II -  De acordo com jurisprudência pacífica deste STJ, o vício da omissão de pronúncia só ocorre quando o tribunal não se pronuncia sobre questões alegadas pelas partes/sujeitos processuais com relevância para a decisão de mérito e não quanto a todo e qualquer argumento aduzido.

III - Todas as invocadas inconstitucionalidades de normas, nas interpretações dadas pelo tribunal recorrido, foram objeto de apreciação, no sentido de não se verificarem, dado as mesmas não violarem princípios ou nomas constitucionais, designadamente, as que foram indicadas, não correspondendo também à verdade que o tribunal não se tenha pronunciado sobre a invocada violação do princípio ne bis in idem. Como é fácil constatar, o acórdão pronunciou-se, até com algum desenvolvimento, sobre a pretensa violação do princípio ne bis in idem, aliás, invocada por todos os recorrentes, chegando à conclusão de que não houve qualquer violação de tal princípio (Cfr. III. Fundamentação, n.º 2).

IV - É falso também que o acórdão não se encontre fundamentado e não se tenha pronunciado sobre a alegada prescrição do procedimento criminal dos crimes de foi vítima a cidadã de nacionalidade brasileira R (Cfr. a fls. 89 do acórdão).

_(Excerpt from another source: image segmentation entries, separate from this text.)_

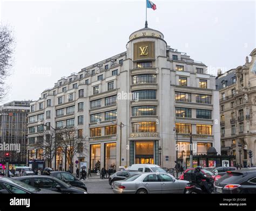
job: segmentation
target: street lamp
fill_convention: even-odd
[[[161,150],[162,149],[161,148],[161,146],[159,146],[159,147],[158,148],[158,151],[159,151],[159,164],[160,164],[160,166],[161,166]]]

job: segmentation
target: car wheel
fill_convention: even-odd
[[[145,189],[141,188],[139,189],[137,192],[136,193],[137,194],[146,194],[147,193],[147,191]]]

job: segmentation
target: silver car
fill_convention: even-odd
[[[188,183],[178,180],[165,173],[151,172],[135,174],[114,182],[114,193],[184,193]]]

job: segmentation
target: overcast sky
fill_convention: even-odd
[[[61,77],[125,51],[144,27],[146,0],[0,0],[0,18],[14,31],[14,65],[3,102],[33,100]],[[256,46],[255,1],[152,0],[149,27],[172,48],[215,74],[244,64]]]

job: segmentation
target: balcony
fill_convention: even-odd
[[[239,121],[242,121],[244,120],[244,116],[239,116],[237,119]]]

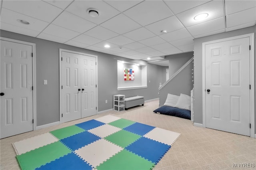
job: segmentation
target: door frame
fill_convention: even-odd
[[[250,82],[251,85],[251,90],[250,91],[250,123],[251,124],[251,128],[250,129],[250,136],[253,138],[256,137],[255,134],[255,84],[254,84],[254,33],[250,33],[241,36],[236,36],[222,39],[211,41],[208,42],[205,42],[202,43],[202,109],[203,109],[203,127],[206,127],[206,95],[205,93],[205,46],[206,45],[210,43],[218,43],[222,42],[230,41],[233,40],[250,38],[250,45],[251,46],[251,50],[250,51]],[[249,88],[249,87],[248,87]],[[249,125],[248,125],[249,126]]]
[[[6,41],[15,43],[21,43],[22,44],[31,45],[32,46],[32,53],[33,53],[33,57],[32,57],[32,79],[33,86],[33,130],[36,130],[36,44],[29,42],[24,42],[23,41],[18,40],[17,40],[12,39],[10,38],[6,38],[0,37],[0,40]]]
[[[81,53],[80,52],[76,51],[75,51],[69,50],[68,49],[63,49],[62,48],[59,49],[59,77],[60,77],[60,123],[62,123],[62,89],[61,86],[62,85],[62,52],[67,52],[68,53],[74,53],[75,54],[80,54],[84,55],[87,55],[90,57],[95,57],[96,58],[96,85],[98,85],[98,56],[92,54],[87,54],[86,53]],[[96,107],[97,108],[96,110],[96,115],[98,115],[98,87],[96,87]]]

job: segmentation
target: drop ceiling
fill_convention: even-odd
[[[132,59],[150,57],[150,63],[162,66],[168,64],[164,56],[192,51],[195,38],[256,23],[256,0],[3,0],[0,4],[1,30]],[[90,16],[90,8],[99,15]],[[194,19],[204,13],[208,14],[204,20]]]

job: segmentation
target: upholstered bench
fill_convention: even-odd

V -  É perfeitamente legítimo que as ora requerentes não tenham ficado satisfeitos, a este propósito, com a decisão do tribunal, ao não ter considerado prescrito o respetivo procedimento criminal, mas não a ponto de referiram que o tribunal não se pronunciou sobre esta questão.

VI - Por último, em relação ao não conhecimento da aplicação do regime de “perda alargada”, estabelecido na Lei n.º 5/2002, de 11-01, como foi explicitado no acórdão proferido, a doutrina e a jurisprudência têm sublinhado que a “perda alargada” não constitui uma sanção penal, configurando-se, antes, como uma medida de “natureza materialmente administrativa aplicada por ocasião de um processo criminal”, que pressupõe uma condenação penal anterior.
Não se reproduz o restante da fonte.